We moeten terug in de geschiedenis. Zo’n dertig jaar geleden hebben drie Amerikaanse wetenschappers een nieuw model geïntroduceerd waarin het lichaam in vijf niveaus is ingedeeld[2]. Het eerste is simpelweg het lichaam, met het hoofd, de romp, de armen en de benen. Onder het tweede vallen het skelet, het vetweefsel en de organen. Op het derde niveau, het cellulair niveau, bestaat het lichaam uit cellen, extracellulaire vloeistoffen en extracellulaire vaste stoffen. Op het vierde niveau, het moleculair niveau, is het lichaam samengesteld uit water, lipiden (vet), proteïnen (spieren) en mineralen (botten). Op atomair niveau, het laatste niveau, bestaat een mens uit zuurstof, koolstof, waterstof en andere elementen zoals stikstof en calcium.
2c en 4c
Ben je er nog? Goed! Laten we dan even kijken naar 2c en 4c, twee modellen die vaak worden gebruikt als het gaat om het meten van de lichaamssamenstelling op moleculair niveau. De c staat in beide modellen voor ‘component’.
Het 2c-model
Het 2c-model kun je gebruiken als je het percentage lichaamsvet wilt bepalen. De twee componenten in het model zijn:
- De vetmassa; al het vet in je lichaam, zowel subcutaan vet als visceraal vet.
- De vetvrije massa; alles in je lichaam wat geen vet is, zoals organen, spiermassa, water en botten.
Het 4c-model
Het 4c-model meet vier componenten. Dit model wordt beschouwd als het meest betrouwbaar.
- Het lichaamswater kan worden opgesplitst in het water in de lichaamscellen (intracellulair water) en het water erbuiten (extracellulair water).
- Eiwitten zitten in je spieren.
- De mineralen in je lichaam bevinden zich hoofdzakelijk in de bloedbaan en in het botweefsel.
- Je hebt twee soorten vet, subcutaan vet en visceraal vet.
De meetmethodes
Je kunt je lichaamssamenstelling op verschillende manieren laten meten. Hieronder zie je een paar mogelijkheden.
-
Hydrostatische weging
Het 2C-model zien we vertaald in de zogenaamde hydrostatische weging. Je zit daarbij op een stoel in een waterbassin. De stoel hangt aan een weegschaal. Vervolgens wordt je gewicht in en buiten het water vastgesteld en wordt er een formule op losgelaten, waarmee het vetpercentage wordt berekend. Het probleem met dit model is dat het uitgaat van constante verhoudingen van de vetvrije massa en uit andere analyses blijkt dat deze elementen niet constant zijn. Hydrostatische wegingen worden doorgaans alleen in ziekenhuizen gedaan.
-
Dual Energy X-Ray Absorptiemetrie (DEXA-scan)
Een DEXA-scan wordt met röntgenstraling gedaan en je voelt er dus niks van. Je ligt op een bed en vervolgens word je gescand. Met de test worden botmassa, spiermassa en vetmassa vastgesteld. Deze scans worden in ziekenhuizen gedaan, meestal in het kader van botonderzoek. Als je geïnteresseerd bent in je spiermassa en vetmassa, kun je een scan laten doen bij bijvoorbeeld een voedingsconsultant. De test is betrouwbaar.
-
Een bio-elektrische impedantie analyse (BIA)
Als je een BIA wilt laten doen, zijn er meerdere opties. Je kunt bijvoorbeeld een InBody-test laten doen in een sportschool of bij een diëtist. Je staat daarbij met je blote voeten op een weegschaal en je houdt twee handgrepen vast. Met deze test kan eenvoudig worden vastgesteld wat de percentages water, spieren, botten en vet in je lichaam zijn.

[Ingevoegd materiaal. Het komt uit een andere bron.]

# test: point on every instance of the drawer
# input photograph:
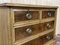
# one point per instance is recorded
(48, 14)
(48, 37)
(24, 15)
(26, 31)
(48, 25)
(37, 41)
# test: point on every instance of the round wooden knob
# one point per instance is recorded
(49, 14)
(29, 30)
(28, 16)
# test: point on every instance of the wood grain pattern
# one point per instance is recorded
(13, 24)
(5, 26)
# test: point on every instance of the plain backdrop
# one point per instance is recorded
(40, 2)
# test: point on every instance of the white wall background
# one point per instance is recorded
(40, 2)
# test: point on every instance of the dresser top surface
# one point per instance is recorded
(25, 5)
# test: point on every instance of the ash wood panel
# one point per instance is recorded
(51, 42)
(25, 23)
(5, 38)
(21, 33)
(32, 37)
(21, 15)
(37, 41)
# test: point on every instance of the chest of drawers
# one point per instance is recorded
(27, 24)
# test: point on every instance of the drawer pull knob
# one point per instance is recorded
(29, 30)
(48, 25)
(28, 16)
(49, 14)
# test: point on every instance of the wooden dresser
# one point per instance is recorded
(22, 24)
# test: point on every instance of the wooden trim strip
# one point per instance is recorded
(22, 41)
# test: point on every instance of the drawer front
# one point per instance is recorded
(48, 25)
(25, 15)
(47, 37)
(26, 31)
(47, 14)
(37, 41)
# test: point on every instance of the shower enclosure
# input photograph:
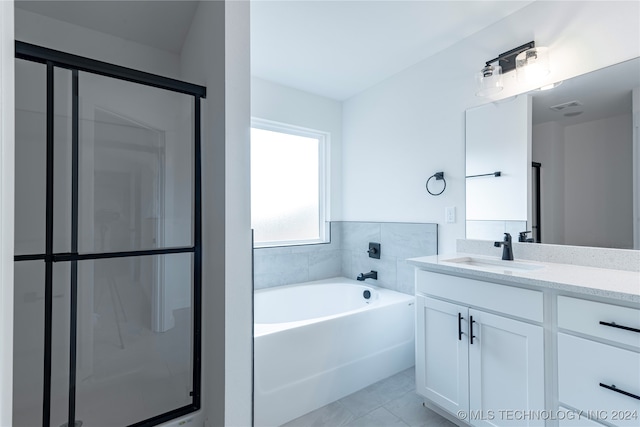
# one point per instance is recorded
(107, 243)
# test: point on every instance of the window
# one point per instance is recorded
(288, 196)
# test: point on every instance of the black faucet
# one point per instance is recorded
(370, 275)
(507, 250)
(522, 237)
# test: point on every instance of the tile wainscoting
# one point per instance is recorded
(346, 255)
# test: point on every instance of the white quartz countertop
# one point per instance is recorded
(602, 282)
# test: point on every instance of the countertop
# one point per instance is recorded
(601, 282)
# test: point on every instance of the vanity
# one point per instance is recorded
(527, 343)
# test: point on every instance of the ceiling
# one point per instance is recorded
(340, 48)
(602, 93)
(332, 48)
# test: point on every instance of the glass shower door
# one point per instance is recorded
(107, 289)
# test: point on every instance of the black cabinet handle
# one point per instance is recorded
(615, 325)
(471, 336)
(613, 387)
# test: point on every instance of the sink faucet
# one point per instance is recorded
(507, 250)
(370, 275)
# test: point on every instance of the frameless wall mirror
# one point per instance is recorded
(569, 162)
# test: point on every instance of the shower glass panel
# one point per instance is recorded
(107, 244)
(136, 169)
(62, 158)
(121, 359)
(30, 157)
(28, 342)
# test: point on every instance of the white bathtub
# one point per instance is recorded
(317, 342)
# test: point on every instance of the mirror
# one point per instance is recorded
(576, 158)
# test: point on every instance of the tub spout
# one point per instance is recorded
(370, 275)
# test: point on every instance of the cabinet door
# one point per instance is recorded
(442, 353)
(602, 380)
(506, 371)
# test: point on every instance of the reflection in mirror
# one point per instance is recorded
(584, 137)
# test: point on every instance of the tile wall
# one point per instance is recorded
(347, 255)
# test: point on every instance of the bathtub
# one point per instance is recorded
(317, 342)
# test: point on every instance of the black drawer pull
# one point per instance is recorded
(615, 325)
(613, 387)
(471, 336)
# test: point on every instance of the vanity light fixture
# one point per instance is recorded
(530, 62)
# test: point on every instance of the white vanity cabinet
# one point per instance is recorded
(599, 360)
(480, 348)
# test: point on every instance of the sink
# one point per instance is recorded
(495, 264)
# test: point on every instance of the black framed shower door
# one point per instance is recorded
(108, 249)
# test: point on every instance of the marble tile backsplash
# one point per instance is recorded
(347, 255)
(615, 259)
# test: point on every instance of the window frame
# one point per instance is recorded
(324, 144)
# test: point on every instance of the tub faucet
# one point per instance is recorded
(370, 275)
(507, 250)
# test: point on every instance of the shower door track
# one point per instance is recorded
(53, 58)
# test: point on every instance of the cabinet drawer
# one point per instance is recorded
(584, 316)
(584, 364)
(518, 302)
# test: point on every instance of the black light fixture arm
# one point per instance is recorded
(507, 59)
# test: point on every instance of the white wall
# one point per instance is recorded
(498, 139)
(279, 103)
(595, 215)
(6, 209)
(47, 32)
(548, 149)
(581, 164)
(406, 128)
(216, 53)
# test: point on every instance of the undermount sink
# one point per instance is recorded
(495, 264)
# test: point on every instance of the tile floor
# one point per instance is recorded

Als er vanwege je gezondheid redenen voor zijn, kan een arts voorstellen om een BIA in een ziekenhuis te laten doen. Dan lig je op een bed en er worden elektroden op je geplakt. Vervolgens wordt er stroom doorheen geleid, wat je niet merkt.
Een BIA is pijnloos en betrouwbaar.
-
Huidplooimeting met een vetpercentage meter
Een huidplooimeting moet je laten uitvoeren door iemand met ervaring. Vaak worden op vier verschillende plekken huidplooien gemeten met een speciaal instrument dat een beetje op een tang lijkt. Vervolgens worden er formules en referentietabellen gebruikt om je vetpercentage vast te stellen. De test is betrouwbaar, als hij goed wordt uitgevoerd.
Wetenschappelijk onderzoek laat zien dat een gezonde lichaamssamenstelling de levensverwachting verlengt en de kans op hart- en vaatziekten, kanker, diabetes en insulineresistentie verkleint en het energieniveau verhoogt. Laat dus een analyse doen!